San Alberto Magno, una vida gastada en el servicio de Dios en la ciencia
Javier Paredes. Esta lechuga no es de mi huerto. De nuevo, otra gran aportación de mi amigo, el filósofo José Escandell.
Ha habido un tiempo en el que preocupaba la verdad de las cosas. Por ejemplo, Santo Domingo de Guzmán, allá por el siglo XIII, se convenció de que la mejor manera de combatir las herejías es pensando y rezando. Y fundó la orden dominicana.
Al poco se entregaban a esa obra de frailes estudiosos, predicadores y mendigos personajes como Alberto de Bollstädt o Tomás de Aquino. Otros dos que, en vez de matricularse en ADE o en Periodismo, decidieron entregarse a la teología, a la filosofía y a las ciencias. Hombres enciclopédicos, gigantescos, sabios y rotundos.

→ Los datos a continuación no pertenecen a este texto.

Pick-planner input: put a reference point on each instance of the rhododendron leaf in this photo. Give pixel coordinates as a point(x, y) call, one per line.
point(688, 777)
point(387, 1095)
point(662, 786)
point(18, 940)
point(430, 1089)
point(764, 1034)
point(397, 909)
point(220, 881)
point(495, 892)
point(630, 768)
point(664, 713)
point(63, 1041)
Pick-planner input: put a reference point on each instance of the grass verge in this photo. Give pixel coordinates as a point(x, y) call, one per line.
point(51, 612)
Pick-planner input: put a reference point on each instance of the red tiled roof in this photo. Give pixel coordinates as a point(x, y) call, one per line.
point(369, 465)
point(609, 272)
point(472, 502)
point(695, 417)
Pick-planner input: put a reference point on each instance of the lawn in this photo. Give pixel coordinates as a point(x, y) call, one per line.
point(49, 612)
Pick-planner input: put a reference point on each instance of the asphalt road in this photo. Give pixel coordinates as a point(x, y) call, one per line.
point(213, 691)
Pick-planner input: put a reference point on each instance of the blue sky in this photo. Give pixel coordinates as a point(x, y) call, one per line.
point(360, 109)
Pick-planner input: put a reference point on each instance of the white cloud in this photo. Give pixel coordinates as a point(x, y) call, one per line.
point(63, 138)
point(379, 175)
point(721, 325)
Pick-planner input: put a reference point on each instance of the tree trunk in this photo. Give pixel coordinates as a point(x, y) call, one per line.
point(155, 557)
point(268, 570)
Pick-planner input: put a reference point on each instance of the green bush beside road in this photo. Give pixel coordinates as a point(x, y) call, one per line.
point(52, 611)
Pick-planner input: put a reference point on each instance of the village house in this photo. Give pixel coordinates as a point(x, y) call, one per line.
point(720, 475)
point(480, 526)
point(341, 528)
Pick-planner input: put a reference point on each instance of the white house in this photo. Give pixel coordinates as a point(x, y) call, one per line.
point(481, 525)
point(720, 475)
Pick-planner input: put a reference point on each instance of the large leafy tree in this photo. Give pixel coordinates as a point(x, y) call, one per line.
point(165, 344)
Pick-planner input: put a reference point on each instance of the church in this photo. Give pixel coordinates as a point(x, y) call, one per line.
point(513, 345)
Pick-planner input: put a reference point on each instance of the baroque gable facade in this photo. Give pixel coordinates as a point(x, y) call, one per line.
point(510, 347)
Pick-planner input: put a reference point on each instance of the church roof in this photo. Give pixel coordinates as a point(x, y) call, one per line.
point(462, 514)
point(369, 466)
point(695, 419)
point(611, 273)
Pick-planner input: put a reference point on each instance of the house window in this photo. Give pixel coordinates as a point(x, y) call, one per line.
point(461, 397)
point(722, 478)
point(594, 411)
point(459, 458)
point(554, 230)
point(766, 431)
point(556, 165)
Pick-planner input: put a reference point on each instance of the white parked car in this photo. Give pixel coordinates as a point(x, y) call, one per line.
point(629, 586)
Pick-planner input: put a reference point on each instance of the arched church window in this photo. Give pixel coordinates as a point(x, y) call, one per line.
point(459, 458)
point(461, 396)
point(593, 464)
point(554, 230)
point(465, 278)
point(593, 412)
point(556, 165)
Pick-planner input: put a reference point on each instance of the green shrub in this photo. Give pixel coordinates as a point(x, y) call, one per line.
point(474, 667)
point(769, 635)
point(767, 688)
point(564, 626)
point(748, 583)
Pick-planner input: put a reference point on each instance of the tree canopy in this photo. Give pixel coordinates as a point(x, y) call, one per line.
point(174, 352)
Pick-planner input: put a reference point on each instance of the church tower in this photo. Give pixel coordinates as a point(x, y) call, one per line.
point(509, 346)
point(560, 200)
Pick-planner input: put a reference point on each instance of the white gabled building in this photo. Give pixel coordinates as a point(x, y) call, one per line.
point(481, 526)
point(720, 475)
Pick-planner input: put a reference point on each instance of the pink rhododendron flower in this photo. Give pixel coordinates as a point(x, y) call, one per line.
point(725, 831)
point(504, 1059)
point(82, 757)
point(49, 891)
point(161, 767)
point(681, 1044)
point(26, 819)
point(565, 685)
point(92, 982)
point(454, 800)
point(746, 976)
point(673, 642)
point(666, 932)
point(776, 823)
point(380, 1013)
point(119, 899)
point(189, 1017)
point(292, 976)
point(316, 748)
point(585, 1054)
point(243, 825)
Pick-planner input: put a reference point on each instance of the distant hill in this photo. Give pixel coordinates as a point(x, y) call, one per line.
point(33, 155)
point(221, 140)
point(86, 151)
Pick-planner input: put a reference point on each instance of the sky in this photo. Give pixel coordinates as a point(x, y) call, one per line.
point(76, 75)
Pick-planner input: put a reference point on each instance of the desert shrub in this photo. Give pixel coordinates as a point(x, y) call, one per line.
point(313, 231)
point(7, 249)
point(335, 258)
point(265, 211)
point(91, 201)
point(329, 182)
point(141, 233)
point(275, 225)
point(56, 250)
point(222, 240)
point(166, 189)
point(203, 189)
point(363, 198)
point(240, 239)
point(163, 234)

Hacia 1248 recibió el maestro Alberto al joven Tomás como alumno en sus clases. Y pronto el que parecía lelo a sus compañeros dio muestras de una inteligencia tan sobresaliente como humilde. Desde entonces, Alberto mantuvo a su discípulo en lo hondo de su corazón, tanto que estando el maestro Alberto lejos de Tomás cuando éste falleció (el 7 de marzo de 1274), supo de inmediato del óbito y se deshizo enseguida en lágrimas, diciendo: «Ha muerto mi hijo fray Tomás, flor del mundo y luz de la Iglesia».
Pocos años después, el 15 de noviembre de 1280, fallecía también el que conocemos como San Alberto Magno. Una vida gastada en el servicio de Dios en la ciencia. Mientras tanto, preferimos que nuestros hijos estudien carreras con muchas «salidas profesionales» y cosas «prácticas».